Después de protagonizar junto a él un nuevo y definitivo adiós, subía las escaleras pensativa, fijándome en los escalones para no tropezar. Levanté la mirada de manera instintiva al oír la tos y los pasos de otra persona que bajaba apoyándose en la balaustrada rumbo al jardín frontal de Villa Torlonia. Fue entonces cuando vacilé y perdí el equilibrio. Lo recuperé de inmediato, urgida por la necesidad de disimular mi turbación. Álvaro, como un espectro que se deja ver sólo a la caída de la tarde, era quien tosía. El hombre que bajaba la escalera deprisa detrás del embajador argentino era mi amante traicionero. Lo reconocí en cuestión de segundos a pesar de que jamás habría podido imaginar que me lo encontraría en aquel lugar. Él necesitó tenerme frente a sí para hacerlo. Era mucho más previsible para Álvaro imaginarme en aquel edificio que al revés. Sin embargo, yo a él lo habría reconocido por su altura, su figura, su manera de andar o la forma de su cabeza en cualquier lugar del universo. Cabe creer que su actitud respondiera al ardiente deseo de rechazar un encuentro que para él, después del disparate epistolar, resultaría verdaderamente incómodo:
—¡No te había conocido! —comentó incapaz de mantener mi mirada.

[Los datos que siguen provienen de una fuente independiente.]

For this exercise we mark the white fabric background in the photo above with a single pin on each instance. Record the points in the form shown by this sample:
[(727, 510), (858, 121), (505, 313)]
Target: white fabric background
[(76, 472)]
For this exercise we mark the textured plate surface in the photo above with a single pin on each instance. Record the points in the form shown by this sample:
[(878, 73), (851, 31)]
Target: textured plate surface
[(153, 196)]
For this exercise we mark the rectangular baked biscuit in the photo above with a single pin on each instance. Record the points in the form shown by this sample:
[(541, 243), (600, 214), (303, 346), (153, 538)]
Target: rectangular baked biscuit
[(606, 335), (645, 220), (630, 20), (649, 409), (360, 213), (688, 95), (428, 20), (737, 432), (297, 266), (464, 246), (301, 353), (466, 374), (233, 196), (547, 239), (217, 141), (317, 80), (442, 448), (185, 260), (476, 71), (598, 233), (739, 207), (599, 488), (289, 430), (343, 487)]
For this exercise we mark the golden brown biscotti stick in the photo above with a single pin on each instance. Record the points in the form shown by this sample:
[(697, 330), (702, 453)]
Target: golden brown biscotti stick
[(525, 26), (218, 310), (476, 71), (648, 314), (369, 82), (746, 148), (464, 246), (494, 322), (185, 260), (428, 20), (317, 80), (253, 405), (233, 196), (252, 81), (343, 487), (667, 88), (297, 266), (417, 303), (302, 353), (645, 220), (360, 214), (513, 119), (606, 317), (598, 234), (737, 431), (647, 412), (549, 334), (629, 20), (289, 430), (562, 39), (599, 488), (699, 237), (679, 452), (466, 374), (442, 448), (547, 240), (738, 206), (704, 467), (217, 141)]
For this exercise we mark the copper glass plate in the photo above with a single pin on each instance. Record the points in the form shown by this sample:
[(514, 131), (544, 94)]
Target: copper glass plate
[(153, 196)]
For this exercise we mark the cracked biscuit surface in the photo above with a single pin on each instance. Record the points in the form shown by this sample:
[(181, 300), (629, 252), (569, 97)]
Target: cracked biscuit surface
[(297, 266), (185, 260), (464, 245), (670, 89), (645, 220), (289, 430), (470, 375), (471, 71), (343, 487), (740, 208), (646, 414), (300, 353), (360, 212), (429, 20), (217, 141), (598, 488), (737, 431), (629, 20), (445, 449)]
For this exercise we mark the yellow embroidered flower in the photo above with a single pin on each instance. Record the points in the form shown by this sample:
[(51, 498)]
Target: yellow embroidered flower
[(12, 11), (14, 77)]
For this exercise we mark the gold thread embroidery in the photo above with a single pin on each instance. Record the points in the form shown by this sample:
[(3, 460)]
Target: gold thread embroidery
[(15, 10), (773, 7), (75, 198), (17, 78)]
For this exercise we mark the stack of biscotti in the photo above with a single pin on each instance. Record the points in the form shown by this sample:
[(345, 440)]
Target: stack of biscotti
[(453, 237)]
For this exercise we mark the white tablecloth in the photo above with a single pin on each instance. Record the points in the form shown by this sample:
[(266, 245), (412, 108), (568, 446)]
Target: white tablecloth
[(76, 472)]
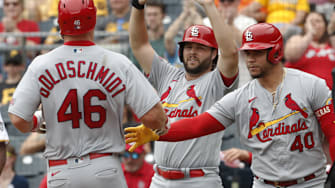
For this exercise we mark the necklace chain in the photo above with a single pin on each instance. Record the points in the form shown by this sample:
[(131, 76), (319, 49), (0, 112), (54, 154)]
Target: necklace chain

—Ya lo he visto —me precipité a decir para no hacerle las cosas más difíciles.
—Escucha, Edda —dijo tomándome por el brazo y acercando sus labios a mi oído—: Sé que te debo una explicación y voy a...

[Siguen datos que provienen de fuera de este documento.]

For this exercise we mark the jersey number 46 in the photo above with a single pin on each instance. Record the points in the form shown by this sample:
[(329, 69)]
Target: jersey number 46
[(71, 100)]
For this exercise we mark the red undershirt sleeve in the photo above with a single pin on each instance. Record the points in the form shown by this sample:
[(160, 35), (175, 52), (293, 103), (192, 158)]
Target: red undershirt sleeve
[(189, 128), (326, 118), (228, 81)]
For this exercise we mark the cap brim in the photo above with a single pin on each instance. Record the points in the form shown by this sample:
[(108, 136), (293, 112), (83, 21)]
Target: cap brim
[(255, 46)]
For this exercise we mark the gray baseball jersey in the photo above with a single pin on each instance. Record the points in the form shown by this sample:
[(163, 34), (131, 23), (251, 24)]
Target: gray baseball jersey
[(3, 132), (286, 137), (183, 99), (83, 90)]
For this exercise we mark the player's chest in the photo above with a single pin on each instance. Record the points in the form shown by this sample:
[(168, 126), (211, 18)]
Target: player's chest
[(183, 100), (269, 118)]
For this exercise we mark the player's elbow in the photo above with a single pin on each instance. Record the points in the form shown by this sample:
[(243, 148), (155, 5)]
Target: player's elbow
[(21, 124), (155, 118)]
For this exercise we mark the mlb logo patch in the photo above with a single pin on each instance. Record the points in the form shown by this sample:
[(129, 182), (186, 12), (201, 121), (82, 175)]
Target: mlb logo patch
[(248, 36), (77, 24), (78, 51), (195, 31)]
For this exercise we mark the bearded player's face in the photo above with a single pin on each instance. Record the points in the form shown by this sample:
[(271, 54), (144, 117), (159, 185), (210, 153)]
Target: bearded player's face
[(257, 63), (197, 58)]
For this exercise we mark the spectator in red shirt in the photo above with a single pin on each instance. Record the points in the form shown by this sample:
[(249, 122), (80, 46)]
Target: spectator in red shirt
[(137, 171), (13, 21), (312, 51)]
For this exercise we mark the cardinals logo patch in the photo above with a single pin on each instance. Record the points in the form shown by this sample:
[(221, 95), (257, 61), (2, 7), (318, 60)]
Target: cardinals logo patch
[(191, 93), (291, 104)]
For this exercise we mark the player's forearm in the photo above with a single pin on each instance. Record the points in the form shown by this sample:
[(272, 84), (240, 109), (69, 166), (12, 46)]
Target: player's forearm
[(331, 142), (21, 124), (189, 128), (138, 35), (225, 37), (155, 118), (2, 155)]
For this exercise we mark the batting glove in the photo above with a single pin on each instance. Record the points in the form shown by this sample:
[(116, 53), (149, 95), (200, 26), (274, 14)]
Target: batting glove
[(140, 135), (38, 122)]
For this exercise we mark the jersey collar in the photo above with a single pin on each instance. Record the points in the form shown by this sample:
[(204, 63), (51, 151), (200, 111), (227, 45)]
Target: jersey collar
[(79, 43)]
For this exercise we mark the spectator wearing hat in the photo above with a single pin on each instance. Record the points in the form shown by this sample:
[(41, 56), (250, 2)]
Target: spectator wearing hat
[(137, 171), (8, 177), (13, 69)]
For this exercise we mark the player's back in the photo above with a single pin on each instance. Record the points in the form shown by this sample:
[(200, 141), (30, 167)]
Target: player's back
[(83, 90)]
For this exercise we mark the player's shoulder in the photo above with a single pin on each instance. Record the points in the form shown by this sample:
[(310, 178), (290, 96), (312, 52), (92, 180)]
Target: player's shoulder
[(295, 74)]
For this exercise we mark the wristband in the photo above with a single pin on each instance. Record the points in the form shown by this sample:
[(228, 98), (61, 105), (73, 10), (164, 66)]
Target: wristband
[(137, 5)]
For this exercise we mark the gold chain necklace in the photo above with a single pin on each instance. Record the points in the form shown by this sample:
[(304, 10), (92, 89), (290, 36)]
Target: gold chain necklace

—¡A mí no me debes nada! —dije con desdén mientras lo taladraba con la mirada—. No tienes que... —No me dejó terminar la frase.
—No digo que tú te merezcas una explicación, que también, sino que deseo deshacer un malentendido y...

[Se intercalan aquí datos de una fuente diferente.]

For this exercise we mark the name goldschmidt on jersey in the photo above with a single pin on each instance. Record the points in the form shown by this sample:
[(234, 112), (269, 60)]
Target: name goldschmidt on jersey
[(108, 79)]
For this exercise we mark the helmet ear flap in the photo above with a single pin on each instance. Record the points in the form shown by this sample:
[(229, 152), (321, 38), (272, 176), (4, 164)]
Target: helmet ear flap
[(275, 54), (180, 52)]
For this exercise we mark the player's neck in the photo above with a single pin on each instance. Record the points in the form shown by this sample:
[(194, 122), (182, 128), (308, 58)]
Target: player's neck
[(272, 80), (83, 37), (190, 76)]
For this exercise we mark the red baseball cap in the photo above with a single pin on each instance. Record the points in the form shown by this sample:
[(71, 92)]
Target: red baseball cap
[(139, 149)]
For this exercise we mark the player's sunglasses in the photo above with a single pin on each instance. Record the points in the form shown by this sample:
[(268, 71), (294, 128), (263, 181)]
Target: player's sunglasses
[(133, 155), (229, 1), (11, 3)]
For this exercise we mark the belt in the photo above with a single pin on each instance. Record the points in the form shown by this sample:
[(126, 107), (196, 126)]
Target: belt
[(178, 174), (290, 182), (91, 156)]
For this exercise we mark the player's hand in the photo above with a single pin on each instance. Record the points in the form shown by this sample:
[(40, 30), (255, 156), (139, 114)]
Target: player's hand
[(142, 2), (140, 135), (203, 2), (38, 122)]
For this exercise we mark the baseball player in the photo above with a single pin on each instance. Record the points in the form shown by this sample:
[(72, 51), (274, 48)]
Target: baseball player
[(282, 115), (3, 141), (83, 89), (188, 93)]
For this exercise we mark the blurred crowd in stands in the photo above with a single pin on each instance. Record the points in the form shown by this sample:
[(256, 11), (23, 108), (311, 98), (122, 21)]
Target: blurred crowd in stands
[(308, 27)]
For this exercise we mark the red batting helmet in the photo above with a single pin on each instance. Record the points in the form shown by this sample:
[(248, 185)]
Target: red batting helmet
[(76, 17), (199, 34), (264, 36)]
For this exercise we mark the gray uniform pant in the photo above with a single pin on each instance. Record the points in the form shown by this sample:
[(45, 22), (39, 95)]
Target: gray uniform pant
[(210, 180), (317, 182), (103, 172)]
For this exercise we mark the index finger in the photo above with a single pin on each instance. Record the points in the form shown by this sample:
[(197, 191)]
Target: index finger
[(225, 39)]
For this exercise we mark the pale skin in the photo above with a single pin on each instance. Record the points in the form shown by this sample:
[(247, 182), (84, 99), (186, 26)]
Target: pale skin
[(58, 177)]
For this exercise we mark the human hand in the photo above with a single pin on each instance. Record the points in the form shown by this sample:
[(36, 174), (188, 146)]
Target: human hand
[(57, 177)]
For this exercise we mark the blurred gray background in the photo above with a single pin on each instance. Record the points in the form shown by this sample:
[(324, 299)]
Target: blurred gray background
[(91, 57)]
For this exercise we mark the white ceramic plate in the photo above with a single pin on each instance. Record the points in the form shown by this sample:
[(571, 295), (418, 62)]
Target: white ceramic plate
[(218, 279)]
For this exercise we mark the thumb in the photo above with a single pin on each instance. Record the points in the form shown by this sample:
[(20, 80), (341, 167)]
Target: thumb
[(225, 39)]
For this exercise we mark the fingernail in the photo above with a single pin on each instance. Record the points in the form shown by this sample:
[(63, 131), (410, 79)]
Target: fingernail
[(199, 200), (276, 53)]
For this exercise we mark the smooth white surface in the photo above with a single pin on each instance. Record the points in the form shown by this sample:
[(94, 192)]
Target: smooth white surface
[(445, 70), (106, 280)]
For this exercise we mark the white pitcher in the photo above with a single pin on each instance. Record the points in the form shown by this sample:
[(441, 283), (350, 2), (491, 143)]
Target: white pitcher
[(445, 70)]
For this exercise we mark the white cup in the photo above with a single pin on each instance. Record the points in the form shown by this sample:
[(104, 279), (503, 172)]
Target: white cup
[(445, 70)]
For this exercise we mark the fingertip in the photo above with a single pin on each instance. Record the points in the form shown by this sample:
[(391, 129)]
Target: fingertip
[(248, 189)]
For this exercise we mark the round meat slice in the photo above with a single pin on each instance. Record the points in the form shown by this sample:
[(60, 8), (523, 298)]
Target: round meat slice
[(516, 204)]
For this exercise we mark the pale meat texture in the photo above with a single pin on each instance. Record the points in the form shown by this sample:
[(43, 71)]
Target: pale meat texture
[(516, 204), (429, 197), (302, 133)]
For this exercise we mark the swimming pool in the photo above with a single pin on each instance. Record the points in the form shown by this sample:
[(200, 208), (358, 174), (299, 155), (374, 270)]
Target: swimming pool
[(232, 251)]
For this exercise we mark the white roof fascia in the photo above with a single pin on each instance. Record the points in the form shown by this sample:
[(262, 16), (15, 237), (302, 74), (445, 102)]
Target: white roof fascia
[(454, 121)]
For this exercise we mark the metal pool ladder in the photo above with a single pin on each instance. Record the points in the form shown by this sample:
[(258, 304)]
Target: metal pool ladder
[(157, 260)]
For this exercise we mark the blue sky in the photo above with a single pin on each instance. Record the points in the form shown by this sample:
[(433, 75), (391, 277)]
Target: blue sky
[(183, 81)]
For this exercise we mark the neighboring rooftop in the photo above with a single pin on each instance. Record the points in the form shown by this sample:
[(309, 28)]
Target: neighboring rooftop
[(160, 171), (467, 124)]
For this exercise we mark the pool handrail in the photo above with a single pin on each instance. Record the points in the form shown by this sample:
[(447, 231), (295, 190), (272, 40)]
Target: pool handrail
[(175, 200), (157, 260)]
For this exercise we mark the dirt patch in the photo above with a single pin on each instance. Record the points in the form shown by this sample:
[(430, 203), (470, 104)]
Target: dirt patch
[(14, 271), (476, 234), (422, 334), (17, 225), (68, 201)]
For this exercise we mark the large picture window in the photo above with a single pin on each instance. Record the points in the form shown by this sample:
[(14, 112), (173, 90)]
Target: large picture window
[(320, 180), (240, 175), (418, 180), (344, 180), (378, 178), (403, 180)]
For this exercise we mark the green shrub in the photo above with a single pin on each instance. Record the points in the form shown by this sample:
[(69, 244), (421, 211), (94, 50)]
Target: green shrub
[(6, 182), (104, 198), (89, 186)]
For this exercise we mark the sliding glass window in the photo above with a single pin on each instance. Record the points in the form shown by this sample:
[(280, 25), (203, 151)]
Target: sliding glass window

Enseguida mi intuición me hizo constatar lo que ya imaginaba. Fue definitivo comprobar su obstinación por definir como un malentendido una metedura de pata que lo había dejado con el culo al aire ante mí.
—No te esfuerces, Álvaro. Déjalo. Sólo quiero aclarar que el hachazo que descargaste en mi corazón no es ni será nunca un malentendido. Se llama traición. Y es justo lo que jamás habría imaginado que merecía por tu parte. Te he querido mucho.
—¿Puedes decirme por qué hablas en pasado? —Parecía cortado, pero menos que antes, seguramente al comprobar el grado de debilidad que el dolor me procuraba.
—No existe para nosotros ningún otro tiempo verbal. Pero déjame decirte —era esta la única posibilidad de venganza a mi alcance— que no deja de ser sorprendente que te apoderes de mis palabras sobre la pasión para explicar a una tercera persona lo que yo te quise decir en la confesión que ofendió tu orgullo más primario, sólo que otorgándoles el significado contrario. El que te convenía expresar. Espero que, aunque sea únicamente para ti mismo, desarrolles mi opinión íntegra sobre el asunto. ¡Te desprecio con toda mi alma! ¡Eres un pobre hombre, Álvaro!